Sen. Mary L. Landrieu, D-La., and her top 2014 opponent, Rep. Bill Cassidy, R-La., are in a de facto race to pass competing flood insurance legislation pending in both chambers.
As one of this cycle's most vulnerable incumbents, Landrieu has emphasized her seniority in her re-election. She's argued it makes her a powerful voice for Louisiana in Washington — powerful enough to convince leaders to push forward flood insurance extension.
For Cassidy, getting enough support for the flood insurance bill would demonstrate an ability to put his state above the conservative politics that often drive the House GOP. Disaster relief, even though historically bipartisan, has proven to be a lightning rod over the past few years, with a near-revolt among GOP ranks over a delayed Hurricane Sandy relief bill in 2012.
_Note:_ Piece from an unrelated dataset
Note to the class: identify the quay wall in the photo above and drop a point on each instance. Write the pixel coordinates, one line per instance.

Senate leadership aides noted the urgency with which Landrieu has been pushing the bill. It's not only good for her from a policy perspective — Louisiana politicians regardless of party don't want to see premiums increase — but also to prove her political might within the chamber. Landrieu is also in line to be chairwoman of the Senate Energy Committee.
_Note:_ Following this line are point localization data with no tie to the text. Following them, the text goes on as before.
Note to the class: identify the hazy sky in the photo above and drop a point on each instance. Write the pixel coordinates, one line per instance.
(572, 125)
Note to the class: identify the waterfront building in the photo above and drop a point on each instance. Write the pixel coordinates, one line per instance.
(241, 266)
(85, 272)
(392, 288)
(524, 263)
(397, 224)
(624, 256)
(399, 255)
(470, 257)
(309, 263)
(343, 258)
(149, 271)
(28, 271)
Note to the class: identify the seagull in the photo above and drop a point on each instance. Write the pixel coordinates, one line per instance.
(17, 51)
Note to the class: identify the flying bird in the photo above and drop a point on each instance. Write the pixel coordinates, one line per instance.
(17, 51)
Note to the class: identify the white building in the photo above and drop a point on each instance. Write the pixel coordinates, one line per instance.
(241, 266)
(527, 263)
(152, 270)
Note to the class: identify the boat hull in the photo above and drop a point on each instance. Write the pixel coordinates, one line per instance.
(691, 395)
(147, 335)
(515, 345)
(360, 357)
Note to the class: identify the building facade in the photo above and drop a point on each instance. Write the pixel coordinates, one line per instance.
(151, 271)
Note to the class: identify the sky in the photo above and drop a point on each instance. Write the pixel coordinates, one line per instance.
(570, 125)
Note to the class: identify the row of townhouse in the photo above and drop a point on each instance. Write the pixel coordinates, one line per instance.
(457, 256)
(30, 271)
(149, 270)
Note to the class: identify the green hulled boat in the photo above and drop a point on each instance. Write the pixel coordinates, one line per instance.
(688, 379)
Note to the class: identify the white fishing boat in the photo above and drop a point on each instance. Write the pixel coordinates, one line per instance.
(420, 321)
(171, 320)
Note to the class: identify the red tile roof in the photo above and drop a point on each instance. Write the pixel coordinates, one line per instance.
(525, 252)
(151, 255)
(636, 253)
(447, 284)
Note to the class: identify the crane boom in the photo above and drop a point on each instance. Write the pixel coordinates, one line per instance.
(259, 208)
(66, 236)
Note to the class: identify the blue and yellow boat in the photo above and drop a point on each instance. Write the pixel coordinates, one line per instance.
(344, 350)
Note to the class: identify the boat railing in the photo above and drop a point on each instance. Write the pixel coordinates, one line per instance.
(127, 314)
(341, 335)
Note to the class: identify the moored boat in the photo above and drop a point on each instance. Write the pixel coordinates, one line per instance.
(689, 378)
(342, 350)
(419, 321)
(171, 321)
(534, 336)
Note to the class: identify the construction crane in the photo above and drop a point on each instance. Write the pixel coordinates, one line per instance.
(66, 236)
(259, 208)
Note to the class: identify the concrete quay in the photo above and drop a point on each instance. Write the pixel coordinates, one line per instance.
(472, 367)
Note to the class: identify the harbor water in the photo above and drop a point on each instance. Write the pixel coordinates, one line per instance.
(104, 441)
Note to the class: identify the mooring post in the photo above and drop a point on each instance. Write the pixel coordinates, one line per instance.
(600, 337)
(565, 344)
Leaders had agreed to move onto the bill last week, when they assumed Republicans would block an unemployment insurance extension. Landrieu had even scheduled a press conference, which was led officially by others to avoid giving Senate Republicans an opportunity to filibuster a "Landrieu bill". But that effort was stalled when the Senate unexpectedly voted to end debate on UI extension bill.
"This is not about Mary Landrieu, Bill Cassidy or the Senate race. This is about helping people in a desperate situation," Landrieu told WWJ radio in Louisiana last week, as reported by the Times-Picayune in a story about the Cassidy-Landrieu dynamic on the bill.
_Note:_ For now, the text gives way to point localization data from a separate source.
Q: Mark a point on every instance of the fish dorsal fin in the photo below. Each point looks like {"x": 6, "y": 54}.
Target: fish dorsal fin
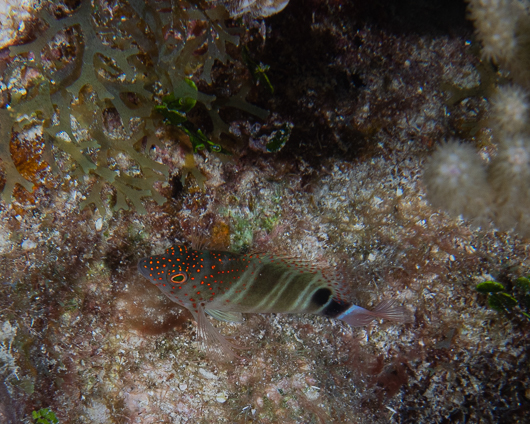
{"x": 225, "y": 315}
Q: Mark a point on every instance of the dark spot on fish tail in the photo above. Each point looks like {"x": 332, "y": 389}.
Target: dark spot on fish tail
{"x": 321, "y": 296}
{"x": 334, "y": 308}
An aide to Landrieu told CQ Roll Call there's "no significance to the Senate moving first, other than that there is more support for the legislation right now in the Senate."
Meanwhile, in the House, a GOP leadership aide says doing the flood insurance legislation has been a priority for the caucus since the fall. The aide noted Cassidy's bill had appeared repeatedly on Majority Leader Eric Cantor's Powerpoint presentation to rank-and-file members on the party's agenda in closed-door meetings.